IB Mathematics AHL 4.15 A linear combination of n independent normal AI HL Paper 2- Exam Style Questions- New Syllabus
The city of Verona has an adult population of four million people. It is assumed that the weights of adults in Verona can be modelled by a normal distribution with mean \(72 \, \text{kg}\) and standard deviation \(10 \, \text{kg}\).
(a) If 10 adults in Verona are chosen independently and at random, find the probability that more than 3 of them have a weight greater than \(85 \, \text{kg}\). [4 marks]
Clara runs a travel agency in Verona. The elevator to her office is designed to hold a maximum of 8 people.
(b) Write down a probability distribution that models the total weight of 8 adults chosen independently and at random from Verona. [3 marks]
The total weight of 8 adults exceeds \(w\) on less than 1% of all occasions that 8 adults enter the elevator.
(c) Find the value of \(w\). [2 marks]
A newspaper claims that 42% of the adults in Verona who go on holiday choose to go abroad. Clara believes that this is an overestimation of the true number. During the past month, Clara found that 67 of her clients chose a holiday abroad, and 133 chose a holiday that was not abroad.
(d) Clara decides to perform a test using the binomial distribution on her data for the population proportion, \(p\), that go on holiday abroad.
(i) State two assumptions that Clara makes in order to conduct the test.
(ii) Write down the null and the alternative hypotheses for Clara’s test, in terms of \(p\).
(iii) Using the data from Clara’s sample, perform the test at a 5% significance level to determine whether Clara’s belief is reasonable. [8 marks]
▶️ Answer/Explanation
(a)
We are told adult weights in Verona follow \[ X \sim N(72, 10^2). \] We want the probability that more than 3 out of 10 adults weigh above 85 kg.
First, find the single probability: \[ P(X > 85) = P\!\left( Z > \frac{85-72}{10} \right) = P(Z > 1.3) = 0.0968. \]

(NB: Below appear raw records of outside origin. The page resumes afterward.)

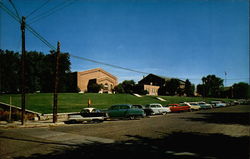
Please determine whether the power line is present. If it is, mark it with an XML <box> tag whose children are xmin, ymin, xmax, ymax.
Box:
<box><xmin>9</xmin><ymin>0</ymin><xmax>21</xmax><ymax>21</ymax></box>
<box><xmin>0</xmin><ymin>0</ymin><xmax>249</xmax><ymax>83</ymax></box>
<box><xmin>26</xmin><ymin>0</ymin><xmax>50</xmax><ymax>19</ymax></box>
<box><xmin>0</xmin><ymin>1</ymin><xmax>21</xmax><ymax>24</ymax></box>
<box><xmin>29</xmin><ymin>0</ymin><xmax>74</xmax><ymax>24</ymax></box>
<box><xmin>70</xmin><ymin>54</ymin><xmax>150</xmax><ymax>74</ymax></box>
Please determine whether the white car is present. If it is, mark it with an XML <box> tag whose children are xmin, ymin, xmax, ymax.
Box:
<box><xmin>184</xmin><ymin>102</ymin><xmax>201</xmax><ymax>110</ymax></box>
<box><xmin>211</xmin><ymin>101</ymin><xmax>227</xmax><ymax>108</ymax></box>
<box><xmin>67</xmin><ymin>108</ymin><xmax>108</xmax><ymax>123</ymax></box>
<box><xmin>145</xmin><ymin>103</ymin><xmax>171</xmax><ymax>115</ymax></box>
<box><xmin>198</xmin><ymin>101</ymin><xmax>213</xmax><ymax>109</ymax></box>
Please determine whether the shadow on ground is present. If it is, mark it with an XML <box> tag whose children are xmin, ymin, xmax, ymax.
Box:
<box><xmin>185</xmin><ymin>113</ymin><xmax>250</xmax><ymax>126</ymax></box>
<box><xmin>12</xmin><ymin>132</ymin><xmax>250</xmax><ymax>159</ymax></box>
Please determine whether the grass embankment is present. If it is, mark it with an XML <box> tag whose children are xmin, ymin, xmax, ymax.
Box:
<box><xmin>0</xmin><ymin>93</ymin><xmax>234</xmax><ymax>113</ymax></box>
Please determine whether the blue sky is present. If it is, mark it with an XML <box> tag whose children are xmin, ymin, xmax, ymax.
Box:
<box><xmin>0</xmin><ymin>0</ymin><xmax>249</xmax><ymax>86</ymax></box>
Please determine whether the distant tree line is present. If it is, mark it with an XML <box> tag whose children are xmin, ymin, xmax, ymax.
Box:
<box><xmin>197</xmin><ymin>75</ymin><xmax>250</xmax><ymax>99</ymax></box>
<box><xmin>0</xmin><ymin>49</ymin><xmax>78</xmax><ymax>93</ymax></box>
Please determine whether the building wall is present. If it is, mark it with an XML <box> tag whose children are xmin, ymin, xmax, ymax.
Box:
<box><xmin>144</xmin><ymin>85</ymin><xmax>160</xmax><ymax>96</ymax></box>
<box><xmin>77</xmin><ymin>68</ymin><xmax>118</xmax><ymax>92</ymax></box>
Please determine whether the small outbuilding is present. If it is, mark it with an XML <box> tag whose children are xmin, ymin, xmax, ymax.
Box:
<box><xmin>77</xmin><ymin>68</ymin><xmax>118</xmax><ymax>93</ymax></box>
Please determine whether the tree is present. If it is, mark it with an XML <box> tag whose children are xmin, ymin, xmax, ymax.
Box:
<box><xmin>0</xmin><ymin>49</ymin><xmax>21</xmax><ymax>93</ymax></box>
<box><xmin>197</xmin><ymin>84</ymin><xmax>205</xmax><ymax>97</ymax></box>
<box><xmin>202</xmin><ymin>75</ymin><xmax>223</xmax><ymax>97</ymax></box>
<box><xmin>166</xmin><ymin>78</ymin><xmax>180</xmax><ymax>96</ymax></box>
<box><xmin>184</xmin><ymin>79</ymin><xmax>194</xmax><ymax>97</ymax></box>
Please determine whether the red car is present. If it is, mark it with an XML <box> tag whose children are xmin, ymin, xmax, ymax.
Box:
<box><xmin>168</xmin><ymin>104</ymin><xmax>190</xmax><ymax>112</ymax></box>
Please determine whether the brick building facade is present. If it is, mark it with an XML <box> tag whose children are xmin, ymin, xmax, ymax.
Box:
<box><xmin>77</xmin><ymin>68</ymin><xmax>118</xmax><ymax>93</ymax></box>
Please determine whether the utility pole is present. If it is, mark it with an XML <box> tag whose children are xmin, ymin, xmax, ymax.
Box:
<box><xmin>21</xmin><ymin>16</ymin><xmax>26</xmax><ymax>125</ymax></box>
<box><xmin>53</xmin><ymin>41</ymin><xmax>60</xmax><ymax>123</ymax></box>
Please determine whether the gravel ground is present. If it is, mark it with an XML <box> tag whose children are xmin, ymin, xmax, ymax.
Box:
<box><xmin>0</xmin><ymin>106</ymin><xmax>250</xmax><ymax>159</ymax></box>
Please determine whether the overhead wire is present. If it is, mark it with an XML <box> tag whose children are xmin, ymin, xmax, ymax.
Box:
<box><xmin>29</xmin><ymin>0</ymin><xmax>75</xmax><ymax>24</ymax></box>
<box><xmin>0</xmin><ymin>1</ymin><xmax>21</xmax><ymax>24</ymax></box>
<box><xmin>26</xmin><ymin>0</ymin><xmax>50</xmax><ymax>19</ymax></box>
<box><xmin>9</xmin><ymin>0</ymin><xmax>21</xmax><ymax>21</ymax></box>
<box><xmin>0</xmin><ymin>1</ymin><xmax>249</xmax><ymax>83</ymax></box>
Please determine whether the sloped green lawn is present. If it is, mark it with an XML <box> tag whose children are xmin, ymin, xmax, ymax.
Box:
<box><xmin>0</xmin><ymin>93</ymin><xmax>233</xmax><ymax>113</ymax></box>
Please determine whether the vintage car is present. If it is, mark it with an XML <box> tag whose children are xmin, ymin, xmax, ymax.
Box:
<box><xmin>183</xmin><ymin>102</ymin><xmax>201</xmax><ymax>110</ymax></box>
<box><xmin>167</xmin><ymin>104</ymin><xmax>191</xmax><ymax>112</ymax></box>
<box><xmin>198</xmin><ymin>102</ymin><xmax>213</xmax><ymax>109</ymax></box>
<box><xmin>132</xmin><ymin>104</ymin><xmax>151</xmax><ymax>116</ymax></box>
<box><xmin>210</xmin><ymin>101</ymin><xmax>227</xmax><ymax>108</ymax></box>
<box><xmin>107</xmin><ymin>104</ymin><xmax>146</xmax><ymax>119</ymax></box>
<box><xmin>145</xmin><ymin>103</ymin><xmax>171</xmax><ymax>115</ymax></box>
<box><xmin>67</xmin><ymin>108</ymin><xmax>108</xmax><ymax>123</ymax></box>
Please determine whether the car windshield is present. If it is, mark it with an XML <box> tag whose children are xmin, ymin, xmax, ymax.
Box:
<box><xmin>120</xmin><ymin>105</ymin><xmax>129</xmax><ymax>109</ymax></box>
<box><xmin>81</xmin><ymin>109</ymin><xmax>90</xmax><ymax>113</ymax></box>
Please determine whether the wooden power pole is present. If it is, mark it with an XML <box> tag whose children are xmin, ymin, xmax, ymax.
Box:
<box><xmin>21</xmin><ymin>16</ymin><xmax>26</xmax><ymax>125</ymax></box>
<box><xmin>53</xmin><ymin>41</ymin><xmax>60</xmax><ymax>123</ymax></box>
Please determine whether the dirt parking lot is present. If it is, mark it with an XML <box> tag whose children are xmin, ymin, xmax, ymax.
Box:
<box><xmin>0</xmin><ymin>106</ymin><xmax>250</xmax><ymax>159</ymax></box>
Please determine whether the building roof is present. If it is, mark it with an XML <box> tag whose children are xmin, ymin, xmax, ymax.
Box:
<box><xmin>141</xmin><ymin>73</ymin><xmax>185</xmax><ymax>84</ymax></box>
<box><xmin>78</xmin><ymin>68</ymin><xmax>117</xmax><ymax>80</ymax></box>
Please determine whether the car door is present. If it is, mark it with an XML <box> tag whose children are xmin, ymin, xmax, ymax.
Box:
<box><xmin>108</xmin><ymin>105</ymin><xmax>120</xmax><ymax>117</ymax></box>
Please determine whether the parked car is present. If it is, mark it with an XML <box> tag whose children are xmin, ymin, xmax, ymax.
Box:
<box><xmin>67</xmin><ymin>108</ymin><xmax>108</xmax><ymax>123</ymax></box>
<box><xmin>184</xmin><ymin>102</ymin><xmax>201</xmax><ymax>110</ymax></box>
<box><xmin>107</xmin><ymin>104</ymin><xmax>145</xmax><ymax>119</ymax></box>
<box><xmin>167</xmin><ymin>104</ymin><xmax>191</xmax><ymax>112</ymax></box>
<box><xmin>210</xmin><ymin>101</ymin><xmax>227</xmax><ymax>108</ymax></box>
<box><xmin>198</xmin><ymin>102</ymin><xmax>213</xmax><ymax>109</ymax></box>
<box><xmin>133</xmin><ymin>104</ymin><xmax>151</xmax><ymax>116</ymax></box>
<box><xmin>145</xmin><ymin>103</ymin><xmax>171</xmax><ymax>115</ymax></box>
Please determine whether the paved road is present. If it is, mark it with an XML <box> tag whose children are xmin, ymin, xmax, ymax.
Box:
<box><xmin>0</xmin><ymin>106</ymin><xmax>250</xmax><ymax>159</ymax></box>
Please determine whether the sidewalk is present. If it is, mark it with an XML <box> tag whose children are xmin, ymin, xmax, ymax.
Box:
<box><xmin>0</xmin><ymin>120</ymin><xmax>65</xmax><ymax>129</ymax></box>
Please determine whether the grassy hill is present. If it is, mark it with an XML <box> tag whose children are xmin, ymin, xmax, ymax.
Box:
<box><xmin>0</xmin><ymin>93</ymin><xmax>234</xmax><ymax>113</ymax></box>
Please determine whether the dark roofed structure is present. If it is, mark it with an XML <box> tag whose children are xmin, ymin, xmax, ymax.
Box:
<box><xmin>138</xmin><ymin>74</ymin><xmax>185</xmax><ymax>95</ymax></box>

Let \( Y \) = number of people out of 10 weighing above 85 kg. \[ Y \sim B(10, 0.0968). \] Then, \[ P(Y \geq 4) = 1 – P(Y \leq 3). \] Using the binomial probabilities gives \[ P(Y \geq 4) = 0.0114. \] Final Answer (a): The probability is about **1.14%**.
(b)
The total weight of 8 adults is a sum of independent normal random variables. If \( X \sim N(72, 10^2) \), then \[ W \sim N(8 \times 72, 8 \times 10^2). \] So, \[ W \sim N(576, 800). \] where mean = 576 kg and variance = 800, giving \( SD = 28.28 \).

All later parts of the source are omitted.